これら全てに共通するのは、被害者を慌てさせたり孤立させたりして、「感情を揺さぶる」という点でしょう。さらに、AI技術の進化により、詐欺師の言葉遣いや作成する画像、音声はますます本物と見分けがつかなくなっています。しかし、どんなに技術が進化しても、詐欺の根底にあるのは「人間の心理を操るトリック」です。

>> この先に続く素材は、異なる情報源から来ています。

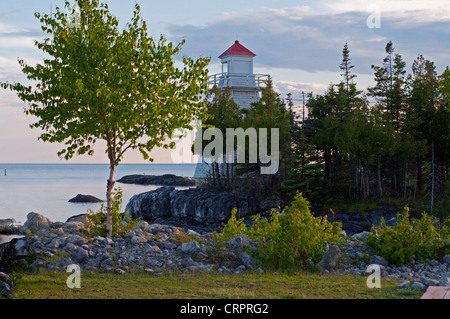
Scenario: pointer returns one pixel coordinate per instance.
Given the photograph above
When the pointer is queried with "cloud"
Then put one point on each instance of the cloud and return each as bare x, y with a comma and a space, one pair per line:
305, 39
285, 87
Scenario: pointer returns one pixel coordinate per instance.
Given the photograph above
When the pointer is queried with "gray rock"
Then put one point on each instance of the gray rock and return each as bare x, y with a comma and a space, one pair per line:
361, 236
82, 218
191, 247
429, 282
5, 223
404, 284
163, 180
199, 204
418, 285
240, 269
378, 261
152, 249
330, 258
36, 222
447, 259
80, 255
248, 261
445, 280
85, 199
5, 290
60, 265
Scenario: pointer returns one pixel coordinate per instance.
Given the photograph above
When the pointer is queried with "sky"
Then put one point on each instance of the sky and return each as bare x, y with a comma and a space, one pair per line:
299, 43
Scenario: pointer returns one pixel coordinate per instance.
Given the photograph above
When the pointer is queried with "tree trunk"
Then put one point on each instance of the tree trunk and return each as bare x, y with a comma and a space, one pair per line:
406, 179
109, 188
419, 173
432, 177
380, 187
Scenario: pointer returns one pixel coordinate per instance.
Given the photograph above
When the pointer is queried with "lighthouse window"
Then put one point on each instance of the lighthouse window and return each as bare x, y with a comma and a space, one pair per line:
225, 67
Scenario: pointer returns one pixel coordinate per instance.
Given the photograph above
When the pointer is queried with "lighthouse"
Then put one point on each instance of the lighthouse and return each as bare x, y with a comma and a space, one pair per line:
245, 88
237, 74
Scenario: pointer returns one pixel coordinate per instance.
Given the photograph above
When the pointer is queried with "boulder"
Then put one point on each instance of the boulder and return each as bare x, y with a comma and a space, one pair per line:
7, 223
85, 199
163, 180
191, 247
82, 218
150, 205
447, 259
15, 249
330, 258
378, 261
36, 222
202, 205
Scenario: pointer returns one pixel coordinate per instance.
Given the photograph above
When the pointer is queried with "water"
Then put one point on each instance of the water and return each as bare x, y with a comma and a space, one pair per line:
47, 188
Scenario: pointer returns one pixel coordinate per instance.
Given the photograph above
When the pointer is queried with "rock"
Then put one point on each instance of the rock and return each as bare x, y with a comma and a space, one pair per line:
7, 223
81, 255
151, 205
5, 290
361, 236
82, 218
240, 269
418, 285
60, 265
152, 249
203, 205
13, 250
377, 260
429, 282
85, 199
330, 258
191, 247
163, 180
447, 259
445, 280
36, 222
248, 261
270, 204
404, 284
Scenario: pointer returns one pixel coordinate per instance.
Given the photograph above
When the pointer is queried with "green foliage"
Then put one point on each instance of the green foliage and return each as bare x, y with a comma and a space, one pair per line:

最大の対策は、何か行動を起こす前に必ず「一呼吸置く」ということです。電話でお金を要求されたり、脅されたり、あるいはあまりに魅力的な話を持ちかけられたりしたときは、即答せずに、いったん通話を切り、家族や知人に相談してください。日本では警察の相談専用電話(#9110)も利用できます。詐欺師は、あなたが誰かに相談し、冷静さを取り戻すことを何よりも恐れています。「自分だけは大丈夫」という過信を捨て、「自分も狙われているかもしれない」という健全な警戒心を持つことが重要なリテラシーなのです。